I began to reimagine Scripture’s approach to the land through the Old Testament’s commentary on the agricultural Sabbath. According to Scripture, the farm lands are to remain unplowed, unseeded, and unharvested every seven years (Ex. 23:10-11). This text beckons us to see and listen to the land with which we live. God created a rhythm to show that the land needs Sabbath, just like us. Abiding in this Sabbath allows us to perceive when animals need Sabbath, when our neighbors and family need Sabbath, and when we need Sabbath. Humans are to Sabbath so they can rest in the presence of Yahweh. The land is given a Sabbath to rest in the presence of its Creator, too.

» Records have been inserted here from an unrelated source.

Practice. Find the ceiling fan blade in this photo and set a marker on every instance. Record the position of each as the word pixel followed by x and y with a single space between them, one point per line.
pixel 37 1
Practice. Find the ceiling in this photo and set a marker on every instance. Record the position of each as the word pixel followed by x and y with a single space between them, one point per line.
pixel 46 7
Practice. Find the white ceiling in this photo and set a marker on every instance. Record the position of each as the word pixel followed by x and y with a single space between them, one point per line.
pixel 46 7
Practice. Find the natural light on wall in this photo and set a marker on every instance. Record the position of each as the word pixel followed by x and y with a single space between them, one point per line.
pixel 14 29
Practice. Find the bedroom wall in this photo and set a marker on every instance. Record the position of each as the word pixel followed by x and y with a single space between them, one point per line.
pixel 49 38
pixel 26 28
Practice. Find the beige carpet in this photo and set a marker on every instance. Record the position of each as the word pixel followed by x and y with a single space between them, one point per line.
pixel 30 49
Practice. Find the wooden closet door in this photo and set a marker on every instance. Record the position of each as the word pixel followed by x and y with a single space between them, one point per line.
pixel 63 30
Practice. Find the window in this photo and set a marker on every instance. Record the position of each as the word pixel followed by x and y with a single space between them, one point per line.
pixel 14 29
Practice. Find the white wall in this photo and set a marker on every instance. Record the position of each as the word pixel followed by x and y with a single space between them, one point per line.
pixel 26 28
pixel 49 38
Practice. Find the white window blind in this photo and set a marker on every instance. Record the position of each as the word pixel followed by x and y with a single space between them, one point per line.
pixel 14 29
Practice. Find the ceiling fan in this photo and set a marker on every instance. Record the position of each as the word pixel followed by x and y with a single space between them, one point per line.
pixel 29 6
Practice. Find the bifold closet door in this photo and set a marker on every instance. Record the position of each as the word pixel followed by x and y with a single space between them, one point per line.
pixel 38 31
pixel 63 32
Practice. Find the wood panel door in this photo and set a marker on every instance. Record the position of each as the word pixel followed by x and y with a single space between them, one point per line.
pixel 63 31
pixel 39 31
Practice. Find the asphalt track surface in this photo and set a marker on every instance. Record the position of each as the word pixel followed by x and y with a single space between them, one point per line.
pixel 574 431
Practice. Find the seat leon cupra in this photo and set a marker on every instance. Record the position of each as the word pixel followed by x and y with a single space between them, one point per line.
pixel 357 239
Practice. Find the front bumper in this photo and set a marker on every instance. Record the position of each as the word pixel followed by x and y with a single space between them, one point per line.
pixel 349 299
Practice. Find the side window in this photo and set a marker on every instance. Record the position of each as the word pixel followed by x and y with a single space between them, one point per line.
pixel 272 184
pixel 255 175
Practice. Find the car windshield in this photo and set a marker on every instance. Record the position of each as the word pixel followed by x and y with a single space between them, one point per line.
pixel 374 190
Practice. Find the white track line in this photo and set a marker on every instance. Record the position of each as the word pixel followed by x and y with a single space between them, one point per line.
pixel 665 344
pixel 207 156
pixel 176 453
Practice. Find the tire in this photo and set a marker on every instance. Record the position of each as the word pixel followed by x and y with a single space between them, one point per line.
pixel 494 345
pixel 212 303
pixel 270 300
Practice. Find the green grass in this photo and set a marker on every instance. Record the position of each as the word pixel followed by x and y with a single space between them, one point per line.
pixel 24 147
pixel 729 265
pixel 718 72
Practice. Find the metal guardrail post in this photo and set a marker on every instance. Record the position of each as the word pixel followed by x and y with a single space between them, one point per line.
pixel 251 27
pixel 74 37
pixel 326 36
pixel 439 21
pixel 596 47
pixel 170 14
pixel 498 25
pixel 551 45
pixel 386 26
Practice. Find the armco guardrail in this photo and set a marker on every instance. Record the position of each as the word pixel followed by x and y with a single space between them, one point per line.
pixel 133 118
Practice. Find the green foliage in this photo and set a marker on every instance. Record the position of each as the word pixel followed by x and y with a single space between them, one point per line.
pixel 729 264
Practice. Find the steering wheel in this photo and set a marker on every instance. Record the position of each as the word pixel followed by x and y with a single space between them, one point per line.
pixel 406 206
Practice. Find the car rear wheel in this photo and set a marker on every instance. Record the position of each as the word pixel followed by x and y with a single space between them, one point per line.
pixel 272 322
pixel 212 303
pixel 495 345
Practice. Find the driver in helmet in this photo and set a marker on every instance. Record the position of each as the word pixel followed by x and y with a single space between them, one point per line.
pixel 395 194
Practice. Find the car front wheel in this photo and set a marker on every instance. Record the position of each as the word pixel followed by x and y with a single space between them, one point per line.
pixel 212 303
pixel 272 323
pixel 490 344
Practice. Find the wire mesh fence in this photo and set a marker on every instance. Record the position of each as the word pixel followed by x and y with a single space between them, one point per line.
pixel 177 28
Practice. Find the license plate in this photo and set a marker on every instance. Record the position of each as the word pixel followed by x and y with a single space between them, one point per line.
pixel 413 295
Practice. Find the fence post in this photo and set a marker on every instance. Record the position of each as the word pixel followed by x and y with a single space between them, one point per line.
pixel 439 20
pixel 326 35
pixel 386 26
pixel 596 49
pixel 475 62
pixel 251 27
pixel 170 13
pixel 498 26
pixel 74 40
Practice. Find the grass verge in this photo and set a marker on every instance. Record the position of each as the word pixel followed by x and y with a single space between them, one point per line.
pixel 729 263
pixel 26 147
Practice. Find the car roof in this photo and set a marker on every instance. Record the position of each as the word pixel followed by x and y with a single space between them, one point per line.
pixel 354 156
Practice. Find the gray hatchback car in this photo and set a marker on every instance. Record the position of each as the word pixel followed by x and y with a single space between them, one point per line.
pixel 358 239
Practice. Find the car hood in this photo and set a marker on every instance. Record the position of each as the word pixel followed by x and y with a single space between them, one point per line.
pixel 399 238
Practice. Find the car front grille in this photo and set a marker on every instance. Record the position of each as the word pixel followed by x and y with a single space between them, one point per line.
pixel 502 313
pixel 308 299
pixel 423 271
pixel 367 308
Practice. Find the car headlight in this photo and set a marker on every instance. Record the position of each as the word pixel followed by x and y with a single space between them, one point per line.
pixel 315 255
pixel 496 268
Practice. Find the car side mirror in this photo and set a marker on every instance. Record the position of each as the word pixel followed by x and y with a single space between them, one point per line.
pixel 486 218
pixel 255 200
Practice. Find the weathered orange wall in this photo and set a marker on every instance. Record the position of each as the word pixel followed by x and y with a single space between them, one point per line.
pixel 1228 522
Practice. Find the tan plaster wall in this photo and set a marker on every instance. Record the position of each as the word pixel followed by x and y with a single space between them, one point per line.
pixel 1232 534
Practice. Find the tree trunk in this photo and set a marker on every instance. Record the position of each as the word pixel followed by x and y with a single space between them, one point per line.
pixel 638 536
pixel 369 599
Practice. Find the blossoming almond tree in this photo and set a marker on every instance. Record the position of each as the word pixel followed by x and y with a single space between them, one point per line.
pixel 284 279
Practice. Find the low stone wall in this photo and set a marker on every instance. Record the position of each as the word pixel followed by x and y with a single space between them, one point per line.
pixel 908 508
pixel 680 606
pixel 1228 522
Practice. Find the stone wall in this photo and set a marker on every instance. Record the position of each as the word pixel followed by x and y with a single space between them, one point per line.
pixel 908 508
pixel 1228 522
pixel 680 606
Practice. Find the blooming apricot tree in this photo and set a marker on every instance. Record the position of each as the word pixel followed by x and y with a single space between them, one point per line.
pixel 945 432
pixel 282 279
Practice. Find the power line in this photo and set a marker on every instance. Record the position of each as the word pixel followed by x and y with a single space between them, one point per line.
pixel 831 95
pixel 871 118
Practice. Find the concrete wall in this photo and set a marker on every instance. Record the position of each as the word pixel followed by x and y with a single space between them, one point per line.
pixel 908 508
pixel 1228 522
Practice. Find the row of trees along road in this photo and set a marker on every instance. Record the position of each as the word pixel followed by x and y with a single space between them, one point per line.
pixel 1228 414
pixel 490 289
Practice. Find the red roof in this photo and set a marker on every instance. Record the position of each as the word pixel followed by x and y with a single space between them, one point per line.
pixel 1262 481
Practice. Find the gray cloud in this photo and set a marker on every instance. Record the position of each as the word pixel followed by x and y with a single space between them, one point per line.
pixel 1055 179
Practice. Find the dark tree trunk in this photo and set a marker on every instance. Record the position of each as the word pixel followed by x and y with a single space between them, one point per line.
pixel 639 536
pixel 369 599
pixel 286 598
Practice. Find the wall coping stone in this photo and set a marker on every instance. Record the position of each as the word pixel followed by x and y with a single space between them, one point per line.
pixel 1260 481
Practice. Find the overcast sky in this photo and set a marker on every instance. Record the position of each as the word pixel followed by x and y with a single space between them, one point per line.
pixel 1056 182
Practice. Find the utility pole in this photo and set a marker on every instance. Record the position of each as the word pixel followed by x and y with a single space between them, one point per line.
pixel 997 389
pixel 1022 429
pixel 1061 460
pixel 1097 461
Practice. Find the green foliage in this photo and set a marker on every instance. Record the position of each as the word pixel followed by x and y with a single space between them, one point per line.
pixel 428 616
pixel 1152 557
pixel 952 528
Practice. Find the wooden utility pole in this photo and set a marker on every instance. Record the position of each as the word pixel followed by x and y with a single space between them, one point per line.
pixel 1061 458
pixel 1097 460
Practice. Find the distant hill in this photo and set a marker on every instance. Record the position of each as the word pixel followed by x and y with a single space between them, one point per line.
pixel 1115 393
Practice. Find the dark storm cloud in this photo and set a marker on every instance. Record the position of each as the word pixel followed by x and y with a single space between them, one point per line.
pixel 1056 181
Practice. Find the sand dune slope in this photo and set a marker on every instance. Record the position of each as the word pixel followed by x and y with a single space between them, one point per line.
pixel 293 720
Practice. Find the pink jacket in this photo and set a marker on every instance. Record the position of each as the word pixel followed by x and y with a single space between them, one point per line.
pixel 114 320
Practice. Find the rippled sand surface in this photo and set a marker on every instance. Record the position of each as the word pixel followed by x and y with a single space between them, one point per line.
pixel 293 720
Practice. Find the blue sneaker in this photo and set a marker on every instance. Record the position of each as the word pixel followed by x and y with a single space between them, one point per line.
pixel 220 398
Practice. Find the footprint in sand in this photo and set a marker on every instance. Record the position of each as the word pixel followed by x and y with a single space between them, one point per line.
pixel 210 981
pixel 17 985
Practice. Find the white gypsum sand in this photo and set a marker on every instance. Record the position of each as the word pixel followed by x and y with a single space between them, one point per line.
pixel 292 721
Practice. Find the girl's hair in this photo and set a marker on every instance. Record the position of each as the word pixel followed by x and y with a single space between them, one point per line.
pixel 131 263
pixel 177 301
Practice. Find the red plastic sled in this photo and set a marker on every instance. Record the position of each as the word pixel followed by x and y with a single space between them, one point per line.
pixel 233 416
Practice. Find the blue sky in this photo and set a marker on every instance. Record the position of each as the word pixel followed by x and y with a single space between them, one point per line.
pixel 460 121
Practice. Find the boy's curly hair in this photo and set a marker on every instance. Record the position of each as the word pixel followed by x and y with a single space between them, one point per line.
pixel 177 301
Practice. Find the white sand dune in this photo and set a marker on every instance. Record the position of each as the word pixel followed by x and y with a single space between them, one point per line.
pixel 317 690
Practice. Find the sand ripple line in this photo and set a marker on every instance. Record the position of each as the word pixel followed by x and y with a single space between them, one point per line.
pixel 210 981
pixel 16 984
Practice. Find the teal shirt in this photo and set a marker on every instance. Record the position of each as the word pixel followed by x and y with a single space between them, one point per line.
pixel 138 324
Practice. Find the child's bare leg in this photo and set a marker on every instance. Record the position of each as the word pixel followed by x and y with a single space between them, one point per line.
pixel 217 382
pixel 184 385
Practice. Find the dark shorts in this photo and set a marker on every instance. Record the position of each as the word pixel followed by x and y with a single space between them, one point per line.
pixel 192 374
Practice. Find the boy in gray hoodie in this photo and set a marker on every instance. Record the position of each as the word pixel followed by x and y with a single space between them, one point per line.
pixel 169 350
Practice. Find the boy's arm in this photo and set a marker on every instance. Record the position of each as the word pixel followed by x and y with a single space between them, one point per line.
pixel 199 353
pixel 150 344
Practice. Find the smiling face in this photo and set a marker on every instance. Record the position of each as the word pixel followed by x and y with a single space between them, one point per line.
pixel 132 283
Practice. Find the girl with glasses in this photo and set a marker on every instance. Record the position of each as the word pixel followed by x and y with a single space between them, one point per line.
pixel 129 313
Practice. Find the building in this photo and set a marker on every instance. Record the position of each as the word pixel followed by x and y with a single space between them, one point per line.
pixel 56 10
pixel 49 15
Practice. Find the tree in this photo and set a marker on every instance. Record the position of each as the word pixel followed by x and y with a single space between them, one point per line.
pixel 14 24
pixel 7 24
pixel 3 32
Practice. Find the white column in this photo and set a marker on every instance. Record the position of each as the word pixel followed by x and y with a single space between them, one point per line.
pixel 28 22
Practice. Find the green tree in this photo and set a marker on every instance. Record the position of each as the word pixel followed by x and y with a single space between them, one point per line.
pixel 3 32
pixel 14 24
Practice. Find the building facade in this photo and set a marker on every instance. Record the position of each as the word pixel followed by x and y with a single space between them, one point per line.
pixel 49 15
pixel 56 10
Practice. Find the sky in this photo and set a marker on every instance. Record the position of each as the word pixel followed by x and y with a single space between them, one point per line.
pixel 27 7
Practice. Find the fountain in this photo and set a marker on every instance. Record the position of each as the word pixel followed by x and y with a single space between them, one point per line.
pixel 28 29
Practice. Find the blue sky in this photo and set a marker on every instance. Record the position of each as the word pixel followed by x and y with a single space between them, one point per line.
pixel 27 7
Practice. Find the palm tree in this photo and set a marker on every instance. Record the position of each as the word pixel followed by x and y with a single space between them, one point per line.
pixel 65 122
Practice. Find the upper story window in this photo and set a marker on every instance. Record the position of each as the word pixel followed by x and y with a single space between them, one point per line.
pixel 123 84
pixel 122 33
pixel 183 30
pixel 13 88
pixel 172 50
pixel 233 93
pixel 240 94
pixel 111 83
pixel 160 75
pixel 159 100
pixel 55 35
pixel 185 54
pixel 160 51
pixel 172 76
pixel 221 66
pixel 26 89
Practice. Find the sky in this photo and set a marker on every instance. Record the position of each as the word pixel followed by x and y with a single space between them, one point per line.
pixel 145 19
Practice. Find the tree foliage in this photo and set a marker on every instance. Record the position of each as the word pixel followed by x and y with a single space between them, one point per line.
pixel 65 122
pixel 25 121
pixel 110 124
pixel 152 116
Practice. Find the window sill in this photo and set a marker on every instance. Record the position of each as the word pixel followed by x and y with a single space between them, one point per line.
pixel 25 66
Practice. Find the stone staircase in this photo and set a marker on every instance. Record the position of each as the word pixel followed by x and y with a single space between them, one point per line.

And when God judges Israel, he does so because they will not allow the land to rest. “He took into exile in Babylon those who escaped...to fulfill the word of Yahweh by the mouth of Jeremiah the prophet, until the land had made up for its Sabbaths. All the days that it lay desolate it kept Sabbath, to fulfill seventy years” (2 Chron. 36:21). In Leviticus, Moses warns: “The land shall enjoy its Sabbath years as long as it lies desolate, while you are in the land of your enemies; then the land shall rest, and enjoy its Sabbath years. As long as it lies desolate, it shall have the rest it did not have on your Sabbaths when you were living on it” (Lev. 26:34-35).
*
And so, we end up where I wanted to begin: in Eden. In the temple the Creator built. Perhaps we are losing what it means to be human because we have lost our relationship to the ground and the beings in and on it. Or perhaps we are losing our relationship with the ground because we’ve lost our relationship with ourselves. Maybe some mix of both.
But I believe there is a way forward. It requires us to look at the skin on our bones, to look at the ground, to look into the trees, to see the birds in flight and the squirrels at play, to feel the grass on our feet and the wind in our hair, and to know that there is a deep communion there. It means to remember that in the beginning, God looked at all he made and said: “Behold, it is very good.”